Politics & Government

Sheheen picks up endorsements from lawmakers

Sen. Vincent Sheheen, a Kershaw County Democrat running for governor, announced endorsements today from more than 60 percent of Democratic state representatives and more than 50 percent of Democratic state senators.

"It is time to get South Carolina moving again," Sheheen, flanked by supporters, said Thursday at a news conference at the State House.

Among the Midlands lawmakers supporting Sheheen are:

Richland Rep. Jimmy Bales

Richland Rep. Chris Hart

Richland Rep. Anton Gunn

Kershaw Rep. Laurie Funderburk

Lexington Rep. Walt McLeod

Richland Rep. Todd Rutherford

Richland Rep. James Smith

Richland Sen. Joel Lourie

Sheheen is in a four-candidate race for the Democratic nomination for governor. Columbia attorney and former lobbyist Dwight Drake, Charleston Sen. Robert Ford and State Education Superintendent Jim Rex also are running.

- Gina Smith

Graham, DeMint condemn anti-Barrett ad

U.S. Sens. Jim DeMint and Lindsey Graham both released statements Thursday defending U.S. Rep. Gresham Barrett's fiscal record after an attack ad claimed Barrett supported the federal stimulus package.

Barrett, R-Oconee, is running for governor. The ad, from a group called Americans for Job Security, began running on television this week and is expected to continue to run for the next two weeks.

"Claiming Gresham was sympathetic to the Obama stimulus plan is not even close to the truth. Like all the Republicans in our delegation, he worked very hard to defeat it," said Graham in a statement.

The group behind the ad favors limited government spending and has sought out lawmakers nationally who they think supported President Obama's $787 billion recovery package.

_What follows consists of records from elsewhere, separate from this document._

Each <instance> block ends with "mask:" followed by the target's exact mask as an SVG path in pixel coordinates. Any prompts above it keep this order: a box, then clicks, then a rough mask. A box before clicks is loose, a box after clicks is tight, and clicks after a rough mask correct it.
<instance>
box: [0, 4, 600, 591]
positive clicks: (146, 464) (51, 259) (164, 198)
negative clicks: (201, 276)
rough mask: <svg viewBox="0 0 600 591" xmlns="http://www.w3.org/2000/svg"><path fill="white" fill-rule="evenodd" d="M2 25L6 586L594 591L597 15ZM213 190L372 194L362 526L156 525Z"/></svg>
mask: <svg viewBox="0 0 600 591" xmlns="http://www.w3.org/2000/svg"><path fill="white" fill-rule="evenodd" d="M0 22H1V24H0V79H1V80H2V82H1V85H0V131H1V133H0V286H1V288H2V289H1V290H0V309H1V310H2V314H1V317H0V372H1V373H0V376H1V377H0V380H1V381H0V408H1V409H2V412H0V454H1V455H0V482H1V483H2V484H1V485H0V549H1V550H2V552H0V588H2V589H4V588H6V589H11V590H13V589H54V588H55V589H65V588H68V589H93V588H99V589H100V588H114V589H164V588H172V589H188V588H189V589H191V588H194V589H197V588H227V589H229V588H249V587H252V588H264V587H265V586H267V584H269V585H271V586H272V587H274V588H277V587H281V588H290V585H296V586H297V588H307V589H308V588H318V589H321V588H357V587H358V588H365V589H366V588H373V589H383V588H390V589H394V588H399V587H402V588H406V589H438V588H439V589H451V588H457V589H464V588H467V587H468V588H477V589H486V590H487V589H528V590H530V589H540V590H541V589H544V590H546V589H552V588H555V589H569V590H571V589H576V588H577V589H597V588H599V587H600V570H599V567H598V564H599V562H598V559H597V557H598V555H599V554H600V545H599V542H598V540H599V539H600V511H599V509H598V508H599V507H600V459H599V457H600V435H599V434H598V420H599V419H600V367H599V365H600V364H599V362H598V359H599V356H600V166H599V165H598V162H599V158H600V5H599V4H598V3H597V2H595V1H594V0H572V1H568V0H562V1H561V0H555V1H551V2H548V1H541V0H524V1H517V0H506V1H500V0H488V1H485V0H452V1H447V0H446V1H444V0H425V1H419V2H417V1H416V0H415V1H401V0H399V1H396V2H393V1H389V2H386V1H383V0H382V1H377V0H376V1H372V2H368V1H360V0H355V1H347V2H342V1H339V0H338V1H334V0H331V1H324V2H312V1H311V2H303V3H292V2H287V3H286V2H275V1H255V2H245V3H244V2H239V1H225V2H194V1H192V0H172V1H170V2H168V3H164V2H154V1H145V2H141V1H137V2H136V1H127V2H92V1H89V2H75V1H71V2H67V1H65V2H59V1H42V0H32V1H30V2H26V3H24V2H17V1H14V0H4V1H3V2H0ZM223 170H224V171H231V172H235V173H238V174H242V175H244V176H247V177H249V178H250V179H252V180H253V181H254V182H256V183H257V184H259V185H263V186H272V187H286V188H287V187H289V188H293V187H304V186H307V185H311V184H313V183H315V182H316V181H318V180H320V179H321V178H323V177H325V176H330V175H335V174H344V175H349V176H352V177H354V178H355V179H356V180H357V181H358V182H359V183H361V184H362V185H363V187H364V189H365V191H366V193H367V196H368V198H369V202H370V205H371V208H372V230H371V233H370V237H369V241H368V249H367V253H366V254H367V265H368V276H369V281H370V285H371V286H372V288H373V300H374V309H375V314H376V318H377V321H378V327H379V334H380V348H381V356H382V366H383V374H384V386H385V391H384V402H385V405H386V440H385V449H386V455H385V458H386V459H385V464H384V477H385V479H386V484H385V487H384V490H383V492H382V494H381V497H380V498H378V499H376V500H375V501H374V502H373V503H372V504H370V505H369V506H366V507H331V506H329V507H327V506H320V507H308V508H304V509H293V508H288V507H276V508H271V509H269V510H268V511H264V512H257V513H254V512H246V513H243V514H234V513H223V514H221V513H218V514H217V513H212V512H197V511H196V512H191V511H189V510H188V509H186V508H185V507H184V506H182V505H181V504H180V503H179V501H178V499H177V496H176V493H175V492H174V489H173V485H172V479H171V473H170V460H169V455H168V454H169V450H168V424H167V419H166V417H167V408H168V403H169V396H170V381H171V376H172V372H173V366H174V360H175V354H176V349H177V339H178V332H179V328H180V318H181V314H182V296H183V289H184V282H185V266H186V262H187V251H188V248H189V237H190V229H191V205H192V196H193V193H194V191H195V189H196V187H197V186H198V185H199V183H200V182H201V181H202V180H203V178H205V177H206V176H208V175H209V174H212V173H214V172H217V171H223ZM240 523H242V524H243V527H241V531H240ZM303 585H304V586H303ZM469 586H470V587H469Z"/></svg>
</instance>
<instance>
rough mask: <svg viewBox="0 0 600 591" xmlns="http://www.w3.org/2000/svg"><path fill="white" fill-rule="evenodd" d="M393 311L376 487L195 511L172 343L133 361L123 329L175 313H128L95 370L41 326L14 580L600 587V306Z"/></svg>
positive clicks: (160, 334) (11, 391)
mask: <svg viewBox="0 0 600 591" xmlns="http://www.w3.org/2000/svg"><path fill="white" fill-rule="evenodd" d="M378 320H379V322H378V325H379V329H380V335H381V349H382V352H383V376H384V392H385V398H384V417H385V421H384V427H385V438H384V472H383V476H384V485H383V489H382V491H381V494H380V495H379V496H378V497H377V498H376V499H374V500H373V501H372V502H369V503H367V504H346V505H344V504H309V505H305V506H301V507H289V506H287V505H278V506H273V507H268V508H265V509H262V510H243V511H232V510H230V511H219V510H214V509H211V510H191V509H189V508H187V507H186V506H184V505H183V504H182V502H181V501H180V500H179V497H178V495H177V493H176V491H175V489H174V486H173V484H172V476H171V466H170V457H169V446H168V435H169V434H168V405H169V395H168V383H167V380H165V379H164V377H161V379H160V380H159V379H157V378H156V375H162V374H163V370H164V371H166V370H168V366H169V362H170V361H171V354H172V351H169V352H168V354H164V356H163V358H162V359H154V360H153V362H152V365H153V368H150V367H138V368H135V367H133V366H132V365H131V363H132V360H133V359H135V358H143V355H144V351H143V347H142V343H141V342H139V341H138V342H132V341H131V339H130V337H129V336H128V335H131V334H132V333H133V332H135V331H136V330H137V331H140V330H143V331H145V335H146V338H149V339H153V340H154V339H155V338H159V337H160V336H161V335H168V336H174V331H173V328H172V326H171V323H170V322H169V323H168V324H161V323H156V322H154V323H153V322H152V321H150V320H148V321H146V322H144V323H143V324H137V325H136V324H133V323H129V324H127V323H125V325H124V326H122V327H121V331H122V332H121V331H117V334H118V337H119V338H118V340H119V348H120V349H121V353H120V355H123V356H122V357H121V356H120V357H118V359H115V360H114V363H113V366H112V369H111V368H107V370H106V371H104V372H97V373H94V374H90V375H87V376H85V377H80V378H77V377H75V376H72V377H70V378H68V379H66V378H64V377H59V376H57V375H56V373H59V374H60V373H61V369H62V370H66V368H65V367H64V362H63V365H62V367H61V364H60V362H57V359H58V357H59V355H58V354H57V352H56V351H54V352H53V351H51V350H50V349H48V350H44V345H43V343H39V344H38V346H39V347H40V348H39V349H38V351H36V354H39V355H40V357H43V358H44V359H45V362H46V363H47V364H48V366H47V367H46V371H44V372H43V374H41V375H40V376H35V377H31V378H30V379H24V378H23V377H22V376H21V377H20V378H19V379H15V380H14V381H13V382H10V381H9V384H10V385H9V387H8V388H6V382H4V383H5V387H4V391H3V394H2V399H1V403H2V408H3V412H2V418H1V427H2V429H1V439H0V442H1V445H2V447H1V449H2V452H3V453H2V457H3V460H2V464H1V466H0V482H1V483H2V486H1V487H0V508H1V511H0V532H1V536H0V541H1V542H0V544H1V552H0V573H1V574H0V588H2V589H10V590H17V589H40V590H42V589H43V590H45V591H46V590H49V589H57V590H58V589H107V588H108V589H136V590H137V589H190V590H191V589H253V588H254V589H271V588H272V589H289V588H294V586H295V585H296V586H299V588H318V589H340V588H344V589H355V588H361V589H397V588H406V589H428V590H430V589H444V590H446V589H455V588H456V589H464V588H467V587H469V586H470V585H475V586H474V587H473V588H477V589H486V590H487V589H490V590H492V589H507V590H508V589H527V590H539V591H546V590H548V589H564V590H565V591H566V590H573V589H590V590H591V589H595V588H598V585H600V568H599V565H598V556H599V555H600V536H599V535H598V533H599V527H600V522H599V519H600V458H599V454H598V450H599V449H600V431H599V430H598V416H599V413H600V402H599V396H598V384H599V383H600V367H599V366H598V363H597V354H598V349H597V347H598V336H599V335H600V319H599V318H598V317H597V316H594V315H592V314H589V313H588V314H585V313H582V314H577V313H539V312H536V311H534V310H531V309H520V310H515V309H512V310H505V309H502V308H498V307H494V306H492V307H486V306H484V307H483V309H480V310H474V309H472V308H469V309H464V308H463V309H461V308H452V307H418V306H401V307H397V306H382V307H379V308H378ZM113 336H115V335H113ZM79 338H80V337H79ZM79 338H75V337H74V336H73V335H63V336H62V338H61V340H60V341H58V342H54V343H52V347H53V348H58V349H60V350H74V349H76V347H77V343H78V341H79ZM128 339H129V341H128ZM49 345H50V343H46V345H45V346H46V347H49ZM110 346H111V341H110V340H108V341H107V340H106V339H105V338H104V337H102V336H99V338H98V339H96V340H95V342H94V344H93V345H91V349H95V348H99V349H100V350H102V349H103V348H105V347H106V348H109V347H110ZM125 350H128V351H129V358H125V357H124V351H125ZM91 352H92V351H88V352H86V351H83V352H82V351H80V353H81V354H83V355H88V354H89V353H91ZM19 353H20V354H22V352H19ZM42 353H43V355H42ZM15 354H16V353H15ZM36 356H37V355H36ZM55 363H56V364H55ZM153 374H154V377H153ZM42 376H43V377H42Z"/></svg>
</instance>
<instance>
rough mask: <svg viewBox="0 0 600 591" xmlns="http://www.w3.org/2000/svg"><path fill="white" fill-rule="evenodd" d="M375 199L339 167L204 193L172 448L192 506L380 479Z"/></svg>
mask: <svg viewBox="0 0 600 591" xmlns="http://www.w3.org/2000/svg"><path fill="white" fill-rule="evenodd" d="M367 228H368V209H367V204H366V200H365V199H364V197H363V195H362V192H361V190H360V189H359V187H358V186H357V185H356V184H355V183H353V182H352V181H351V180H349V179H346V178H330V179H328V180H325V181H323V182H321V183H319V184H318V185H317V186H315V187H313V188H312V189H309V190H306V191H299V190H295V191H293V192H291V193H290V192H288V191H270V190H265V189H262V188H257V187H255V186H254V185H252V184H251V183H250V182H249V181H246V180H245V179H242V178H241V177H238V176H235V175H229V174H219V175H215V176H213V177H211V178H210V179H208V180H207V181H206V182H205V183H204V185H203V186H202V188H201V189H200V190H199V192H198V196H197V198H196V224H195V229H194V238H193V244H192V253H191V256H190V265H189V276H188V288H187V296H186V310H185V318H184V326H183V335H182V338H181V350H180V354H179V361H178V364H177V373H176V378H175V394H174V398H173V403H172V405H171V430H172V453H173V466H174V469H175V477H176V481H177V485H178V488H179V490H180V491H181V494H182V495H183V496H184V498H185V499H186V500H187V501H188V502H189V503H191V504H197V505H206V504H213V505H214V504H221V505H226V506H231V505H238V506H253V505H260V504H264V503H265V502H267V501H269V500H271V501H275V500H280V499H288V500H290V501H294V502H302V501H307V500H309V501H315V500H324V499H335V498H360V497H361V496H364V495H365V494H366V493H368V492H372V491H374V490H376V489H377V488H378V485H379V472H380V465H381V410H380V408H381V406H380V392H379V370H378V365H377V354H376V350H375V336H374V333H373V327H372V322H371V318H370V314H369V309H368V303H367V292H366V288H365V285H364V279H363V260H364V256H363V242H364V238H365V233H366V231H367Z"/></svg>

Barrett did not vote in favor of the stimulus package. Barrett did, however, in 2008 vote in favor of the Bush administration's Troubled Asset Relief Program, which sent billions of tax dollars to banks and Wall Street firms rocked by a sudden dip in the economy. Barrett has been taken to task by conservative groups over that vote.

"An honest debate of policy differences will strengthen the conservative movement, not misleading ads," said DeMint.

- Staff Reports


Legislature overturns Sanford on Fairfield schools

The Senate on Thursday overrode two gubernatorial vetoes dealing with the Fairfield County School Board.

On a 1-0 vote, the Senate defeated Gov. Mark Sanford's veto of a pair of House bills - one that strips the local Fairfield County school board of its financial authority and one that adds two appointed members to the existing seven-member board.

The House overrode the two vetoes earlier in the week.

Rep. Boyd Brown, D-Fairfield, and Sen. Creighton Coleman, D-Fairfield, got the bills passed through the General Assembly. But Sanford vetoed them both, citing laws that prevent the General Assembly from usurping the authority of local governments.

The NAACP said it plans to challenge the law in court, arguing the General Assembly is reversing the will of local voters by stripping the board of its financial authority and remaking the board.

Brown has said the measures are necessary to counter a four-member majority on the board that he says blocks reforms in a district that is struggling both financially and academically. The two lawmakers will now appoint a board to take control of the district's finances.

The S.C. School Boards Association has opposed the bill, arguing lawmakers are violating laws that give locally elected boards the authority to make financial decisions.

- Roddie Burris


South Carolina lawmakers have given initial approval to repealing a 1951 law requiring any group that wants to overthrow the government to register and pay a $5 fee.

A Senate Judiciary panel Thursday approved repealing the McCarthy-era law adopted during the Cold War communist scare.

Sen. Larry Martin says the archaic measure is pointless. The Pickens Republican says bloggers last month spread the misconception that legislators had recently passed the bill, prompting concern from conservative activists and ridicule from others.

Secretary of State Mark Hammond said no one had filed under the law until last month. Nine people and supposed groups have filed in jest. Hammond says one sent in a photocopy of a $5 Confederate bill.